"Brother, calm yourself, stop!" Alyosha entreated him.
"Yes, he knows how to torment one. He's cruel," Ivan went on, unheeding. "I had an inkling from the first what he came for.
'Granting that you go through pride, still you had a hope that Smerdyakov might be convicted and sent to Siberia, and Mitya would be acquitted, while you would only be punished, with moral condemnation' ('Do you hear?' he laughed then)- 'and some people will praise you.
But now Smerdyakov's dead, he has hanged himself, and who'll believe you alone?
But yet you are going, you are going, you'll go all the same, you've decided to go.
What are you going for now?'
That's awful, Alyosha. I can't endure such questions.
Who dare ask me such questions?"
"Brother," interposed Alyosha- his heart sank with terror, but he still seemed to hope to bring Ivan to reason- "how could he have told you of Smerdyakov's death before I came, when no one knew of it and there was no time for anyone to know of it?"
"He told me," said Ivan firmly, refusing to admit a doubt. "It was all he did talk about, if you come to that.
'And it would be all right if you believed in virtue,' he said. 'No matter if they disbelieve you, you are going for the sake of principle.
But you are a little pig like Fyodor Pavlovitch, and what do you want with virtue?
Why do you want to go meddling if your sacrifice is of no use to anyone?
Because you don't know yourself why you go!
Oh, you'd give a great deal to know yourself why you go!
And can you have made up your mind?
You've not made up your mind.
You'll sit all night deliberating whether to go or not.
But you will go; you know you'll go. You know that whichever way you decide, the decision does not depend on you.
You'll go because you won't dare not to go.
Why won't you dare? You must guess that for yourself. That's a riddle for you!'
He got up and went away.
You came and he went.
He called me a coward, Alyosha!
Le mot de l'enigme is that I am a coward.
'It is not for such eagles to soar above the earth.'It was he added that- he!
And Smerdyakov said the same.
He must be killed!
Katya despises me. I've seen that for a month past. Even Lise will begin to despise me!
'You are going in order to be praised.' That's a brutal lie!
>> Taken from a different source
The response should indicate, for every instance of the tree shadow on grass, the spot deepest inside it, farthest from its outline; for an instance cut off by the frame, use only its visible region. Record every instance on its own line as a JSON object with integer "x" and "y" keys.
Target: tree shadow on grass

And you despise me too, Alyosha.
Now I am going to hate you again!
And I hate the monster, too! I hate the monster!
I don't want to save the monster. Let him rot in Siberia!
He's begun singing a hymn!
Oh, to-morrow I'll go, stand before them, and spit in their faces!"
He jumped up in a frenzy, flung off the towel, and fell to pacing up and down the room again.
Alyosha recalled what he had just said.
"I seem to be sleeping awake... I walk, I speak, I see, but I am asleep."
It seemed to be just like that now.
Alyosha did not leave him.
The thought passed through his mind to run for a doctor, but he was afraid to leave his brother alone: there was no one to whom he could leave him.
By degrees Ivan lost consciousness completely at last.
He still went on talking, talking incessantly, but quite incoherently, and even articulated his words with difficulty. Suddenly he staggered violently; but Alyosha was in time to support him.
Ivan let him lead him to his bed. Alyosha undressed him somehow and put him to bed.
He sat watching over him for another two hours.
The sick man slept soundly, without stirring, breathing softly and evenly.
Alyosha took a pillow and lay down on the sofa, without undressing.
As he fell asleep he prayed for Mitya and Ivan.
He began to understand Ivan's illness.